FRANCISCO JAVIER NIEVES AGUILAR.
No fue una, sino muchas veces que, en mi niñez, me avergoncé de mi pobreza. Aquella sensación me abrazaba en los momentos menos esperados, como un viento frío que no encontraba compasión en mis pequeños hombros.
Hoy, desde la distancia de los años y los caminos andados, comprendo que fue un error, porque en esas carencias nacieron mis más grandes metas.
De aquel suelo árido de necesidades brotó un futuro modesto, sí, pero pleno de pequeñas y valiosas satisfacciones.
De niño, envidiaba con un dolor sordo a los pudientes, a los «hijos de papi y mami», a esos que calzaban zapatos relucientes y vestían camisas que nunca conocieron el remiendo.
Ellos, con sus bolsillos rebosantes de «veintes y tostones», eran los reyes del recreo, mientras yo, con mi timidez de trapo, elegía apartarme. Fui un niño retraído, huidizo…. Aún lo sigo siendo.

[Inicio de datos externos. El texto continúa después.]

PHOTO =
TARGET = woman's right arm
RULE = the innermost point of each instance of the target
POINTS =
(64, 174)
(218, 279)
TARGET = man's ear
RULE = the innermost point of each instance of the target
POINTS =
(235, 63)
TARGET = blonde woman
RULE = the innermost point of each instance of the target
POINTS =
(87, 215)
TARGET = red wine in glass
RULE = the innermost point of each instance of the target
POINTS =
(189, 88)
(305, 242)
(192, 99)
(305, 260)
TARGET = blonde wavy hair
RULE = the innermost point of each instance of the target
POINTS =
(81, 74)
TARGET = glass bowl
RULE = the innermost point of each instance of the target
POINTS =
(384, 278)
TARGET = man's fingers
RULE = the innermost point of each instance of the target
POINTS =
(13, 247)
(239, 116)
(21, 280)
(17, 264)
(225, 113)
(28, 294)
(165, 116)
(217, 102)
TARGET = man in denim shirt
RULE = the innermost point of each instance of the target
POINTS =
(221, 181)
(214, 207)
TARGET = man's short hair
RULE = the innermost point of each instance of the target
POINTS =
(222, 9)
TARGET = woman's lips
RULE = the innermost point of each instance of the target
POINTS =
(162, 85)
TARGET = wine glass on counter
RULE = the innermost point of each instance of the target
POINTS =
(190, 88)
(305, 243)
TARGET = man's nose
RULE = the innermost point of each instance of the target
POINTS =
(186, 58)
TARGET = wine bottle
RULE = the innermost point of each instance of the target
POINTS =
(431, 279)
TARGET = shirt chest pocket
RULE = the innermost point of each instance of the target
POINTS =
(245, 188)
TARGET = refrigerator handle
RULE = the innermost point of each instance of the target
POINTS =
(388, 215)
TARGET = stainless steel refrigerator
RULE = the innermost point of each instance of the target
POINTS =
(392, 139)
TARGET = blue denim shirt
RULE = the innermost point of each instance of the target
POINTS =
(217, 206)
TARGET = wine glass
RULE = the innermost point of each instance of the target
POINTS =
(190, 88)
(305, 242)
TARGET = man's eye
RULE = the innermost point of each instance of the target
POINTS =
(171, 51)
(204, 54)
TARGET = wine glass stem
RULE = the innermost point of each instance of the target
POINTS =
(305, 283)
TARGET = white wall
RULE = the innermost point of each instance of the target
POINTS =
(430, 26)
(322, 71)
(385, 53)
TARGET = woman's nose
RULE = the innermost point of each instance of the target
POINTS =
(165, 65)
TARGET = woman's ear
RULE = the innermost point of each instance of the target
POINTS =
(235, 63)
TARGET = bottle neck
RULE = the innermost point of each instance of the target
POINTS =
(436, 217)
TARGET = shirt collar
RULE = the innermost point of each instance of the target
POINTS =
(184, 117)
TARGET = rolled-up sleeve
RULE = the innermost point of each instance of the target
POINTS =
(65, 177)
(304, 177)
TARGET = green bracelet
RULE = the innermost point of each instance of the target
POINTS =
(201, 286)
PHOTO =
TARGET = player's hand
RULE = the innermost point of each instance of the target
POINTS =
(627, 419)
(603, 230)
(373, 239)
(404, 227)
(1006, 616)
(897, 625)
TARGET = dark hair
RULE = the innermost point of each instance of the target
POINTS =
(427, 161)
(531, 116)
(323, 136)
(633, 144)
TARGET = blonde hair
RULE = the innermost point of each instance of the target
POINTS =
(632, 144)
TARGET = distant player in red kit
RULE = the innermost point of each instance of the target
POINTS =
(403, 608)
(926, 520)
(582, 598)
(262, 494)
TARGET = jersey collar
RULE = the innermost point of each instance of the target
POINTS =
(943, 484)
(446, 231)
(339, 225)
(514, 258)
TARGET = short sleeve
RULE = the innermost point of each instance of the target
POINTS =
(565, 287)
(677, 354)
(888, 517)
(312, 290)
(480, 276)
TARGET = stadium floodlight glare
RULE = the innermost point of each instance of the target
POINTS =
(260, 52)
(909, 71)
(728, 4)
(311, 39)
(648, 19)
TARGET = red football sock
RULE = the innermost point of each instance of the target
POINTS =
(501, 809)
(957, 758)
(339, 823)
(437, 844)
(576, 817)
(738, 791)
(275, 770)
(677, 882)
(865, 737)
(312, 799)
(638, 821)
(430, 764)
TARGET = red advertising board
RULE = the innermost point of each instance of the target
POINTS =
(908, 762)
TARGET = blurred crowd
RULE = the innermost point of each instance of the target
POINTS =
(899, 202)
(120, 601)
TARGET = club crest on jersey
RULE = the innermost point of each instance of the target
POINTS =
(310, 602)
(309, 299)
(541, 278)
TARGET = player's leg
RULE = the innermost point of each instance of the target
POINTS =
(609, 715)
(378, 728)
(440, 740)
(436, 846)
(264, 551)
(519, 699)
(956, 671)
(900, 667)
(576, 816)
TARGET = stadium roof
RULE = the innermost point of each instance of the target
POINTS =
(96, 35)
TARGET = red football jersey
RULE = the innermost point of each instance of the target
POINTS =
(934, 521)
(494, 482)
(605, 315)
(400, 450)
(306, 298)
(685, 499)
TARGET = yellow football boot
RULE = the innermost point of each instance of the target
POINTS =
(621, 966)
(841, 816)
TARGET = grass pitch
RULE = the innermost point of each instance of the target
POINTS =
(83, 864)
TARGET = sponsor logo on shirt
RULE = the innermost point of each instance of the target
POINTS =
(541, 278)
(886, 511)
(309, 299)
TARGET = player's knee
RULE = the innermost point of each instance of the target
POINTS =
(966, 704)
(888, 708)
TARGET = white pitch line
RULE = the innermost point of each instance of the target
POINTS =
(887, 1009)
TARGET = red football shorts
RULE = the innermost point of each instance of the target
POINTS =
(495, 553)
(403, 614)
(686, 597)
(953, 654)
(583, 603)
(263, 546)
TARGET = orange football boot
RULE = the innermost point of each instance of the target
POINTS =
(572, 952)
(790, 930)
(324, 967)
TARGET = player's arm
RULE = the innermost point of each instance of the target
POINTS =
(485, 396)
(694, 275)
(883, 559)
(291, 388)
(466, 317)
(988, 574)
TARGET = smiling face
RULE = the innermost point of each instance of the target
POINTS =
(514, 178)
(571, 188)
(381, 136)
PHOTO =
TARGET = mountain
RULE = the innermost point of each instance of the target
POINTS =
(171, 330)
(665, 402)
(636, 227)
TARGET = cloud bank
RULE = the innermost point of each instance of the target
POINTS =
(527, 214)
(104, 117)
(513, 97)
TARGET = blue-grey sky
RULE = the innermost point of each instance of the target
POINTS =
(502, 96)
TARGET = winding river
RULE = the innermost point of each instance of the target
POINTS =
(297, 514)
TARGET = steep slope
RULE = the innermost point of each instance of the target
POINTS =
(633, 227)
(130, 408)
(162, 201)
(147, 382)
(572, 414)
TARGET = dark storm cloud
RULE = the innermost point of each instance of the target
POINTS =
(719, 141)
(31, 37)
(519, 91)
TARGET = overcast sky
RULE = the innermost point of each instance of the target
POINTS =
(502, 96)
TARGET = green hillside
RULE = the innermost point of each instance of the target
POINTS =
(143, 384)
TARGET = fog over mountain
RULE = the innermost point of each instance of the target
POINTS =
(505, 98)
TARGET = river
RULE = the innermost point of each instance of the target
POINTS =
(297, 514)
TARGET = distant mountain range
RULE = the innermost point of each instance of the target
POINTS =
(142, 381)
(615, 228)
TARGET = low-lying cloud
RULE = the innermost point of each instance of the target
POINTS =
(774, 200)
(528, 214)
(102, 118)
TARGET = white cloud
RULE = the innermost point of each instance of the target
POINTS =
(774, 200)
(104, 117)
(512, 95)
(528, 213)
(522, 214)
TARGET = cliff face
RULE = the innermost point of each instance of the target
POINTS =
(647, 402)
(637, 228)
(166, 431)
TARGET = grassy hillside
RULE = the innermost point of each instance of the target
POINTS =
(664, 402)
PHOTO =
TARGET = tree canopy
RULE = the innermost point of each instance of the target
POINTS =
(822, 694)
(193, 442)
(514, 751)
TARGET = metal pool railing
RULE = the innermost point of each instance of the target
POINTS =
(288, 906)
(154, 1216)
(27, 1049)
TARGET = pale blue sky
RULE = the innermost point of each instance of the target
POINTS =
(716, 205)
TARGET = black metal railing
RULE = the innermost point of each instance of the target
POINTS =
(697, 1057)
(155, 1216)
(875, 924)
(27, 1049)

Sin embargo, cuando cierro los ojos y dejo que el tiempo me acaricie con su memoria, descubro que en realidad era feliz en mi pequeño universo.
Jugaba con mis vecinos, los Varela y los Hernández, en la polvorienta calle de Abasolo. O corría tras los gritos alegres de los Rodríguez y los Romero, allá en la calle Morelos.
Caminábamos por el canal, resortera en mano, cazando lagartijascomo si fueran tesoros vivos; subíamos y bajábamos el cerrito de La Cueva con la ligereza de quienes no conocen el peso del mundo.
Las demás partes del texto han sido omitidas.